“State a casa”, certo, ma non prendeteci in giro dicendo che da un momento all’altro si possa ripartire come se nulla fosse. di Alessandro Sallusti

di Alessandro Sallusti. Una cosa per favore: non prendeteci in giro, che non siamo ragazzini alle prime armi. Pagherei per essere smentito, ma le scuole non riapriranno ad aprile e neppure a maggio, l’anno scolastico finisce qui. E lo stesso accadrà per le attività commerciali e la libera circolazione.

Ditelo chiaramente, non illudete la gente che da un momento all’altro si possa ripartire a pieno regime come se nulla fosse. Anzi, semmai ci aspetta a breve un nuovo giro di vite. Ma ditelo chiaramente, non con vaghe allusioni nelle quotidiane interviste a giornali e tv.

Quello che ci era stato venduto come uno sprint, si sta rivelando una maratona. Se non tutti i cittadini hanno capito la gravità della situazione, è probabile che tra di loro ci siano alcuni sordi, ma è anche possibile che il messaggio non sia stato chiaro e onesto.

Non basta dire loro «state in casa», se poi li si abbandona in balìa dei loro problemi, grandi o piccoli che siano.

Passano i giorni e le settimane e ancora nessuno ha avuto concretamente un aiuto: non un euro, non un rimborso, non un congedo parentale riconosciuto (l’Inps non sa come farli o, peggio, non è attrezzata a farli), nessuna assicurazione reale sulle scadenze fiscali (che andrebbero sospese, non spostate di cinque giorni), niente mascherine gratuite per tutti, non un’assistenza domiciliare degna di questo nome, ecc.

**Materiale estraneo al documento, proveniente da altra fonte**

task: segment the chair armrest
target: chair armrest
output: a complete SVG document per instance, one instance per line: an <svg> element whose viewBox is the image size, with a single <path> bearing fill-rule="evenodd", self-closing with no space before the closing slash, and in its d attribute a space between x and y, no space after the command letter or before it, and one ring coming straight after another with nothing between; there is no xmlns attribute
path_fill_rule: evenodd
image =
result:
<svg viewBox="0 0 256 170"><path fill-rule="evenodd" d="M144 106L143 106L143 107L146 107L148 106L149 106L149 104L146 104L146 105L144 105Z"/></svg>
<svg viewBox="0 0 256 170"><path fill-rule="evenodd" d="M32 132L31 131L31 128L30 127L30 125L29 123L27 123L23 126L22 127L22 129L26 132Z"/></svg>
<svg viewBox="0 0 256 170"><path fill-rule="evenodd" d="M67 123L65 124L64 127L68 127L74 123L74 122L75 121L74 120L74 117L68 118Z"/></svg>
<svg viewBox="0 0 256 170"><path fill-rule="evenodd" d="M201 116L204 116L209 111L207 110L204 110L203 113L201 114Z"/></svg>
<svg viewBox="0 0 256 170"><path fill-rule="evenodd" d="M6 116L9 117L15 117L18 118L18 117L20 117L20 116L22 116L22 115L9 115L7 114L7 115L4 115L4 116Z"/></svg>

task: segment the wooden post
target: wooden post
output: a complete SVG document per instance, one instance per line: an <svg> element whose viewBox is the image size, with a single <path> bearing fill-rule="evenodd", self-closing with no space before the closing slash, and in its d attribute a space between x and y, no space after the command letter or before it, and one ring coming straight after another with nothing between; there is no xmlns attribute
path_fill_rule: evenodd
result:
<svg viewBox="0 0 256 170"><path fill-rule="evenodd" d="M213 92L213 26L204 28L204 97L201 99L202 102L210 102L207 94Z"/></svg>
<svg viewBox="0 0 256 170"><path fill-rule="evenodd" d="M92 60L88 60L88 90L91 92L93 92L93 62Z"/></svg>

Niente, solo parole e decreti vuoti perché mancano le norme attuative e nessuno sa cosa fare.

«State a casa», certo. Dobbiamo «stare a casa», ma se lasciata sola, senza orizzonti temporali e garanzie economiche, tra un po’ la gente andrà fuori di testa, e allora addio ordine e disciplina.

Vivere in quattro in un bi-trilocale ventiquattro ore al giorno è dura, farlo senza le entrate a fine mese e non sapendo cosa succederà dopo è una tortura che non si merita nessuno.

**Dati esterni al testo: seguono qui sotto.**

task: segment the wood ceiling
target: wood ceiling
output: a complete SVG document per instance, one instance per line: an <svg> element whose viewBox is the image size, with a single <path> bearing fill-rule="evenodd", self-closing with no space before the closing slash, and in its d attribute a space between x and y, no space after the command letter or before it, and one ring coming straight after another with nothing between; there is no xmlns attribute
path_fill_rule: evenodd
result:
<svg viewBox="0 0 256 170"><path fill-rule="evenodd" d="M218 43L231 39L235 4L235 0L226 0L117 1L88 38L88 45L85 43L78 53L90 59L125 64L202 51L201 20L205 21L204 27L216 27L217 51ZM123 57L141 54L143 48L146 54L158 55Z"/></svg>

Molti governatori, da Nord a Sud, stanno chiedendo di mettere in campo l’esercito per contrastare i «sordi» che continuano a comportarsi da untori. Bene, ci può anche stare. Ma, parallelamente, serve un esercito che si occupi di chi ha sentito bene e si è adeguato. Se perseguitiamo, giustamente, il commerciante che tiene aperto il bar e non ci occupiamo di quelli che i bar hanno dovuto chiuderli, non ne usciamo.

Facciamo, faccia il governo, che questa volta non vinca l’Italia dei furbi ma quella degli onesti.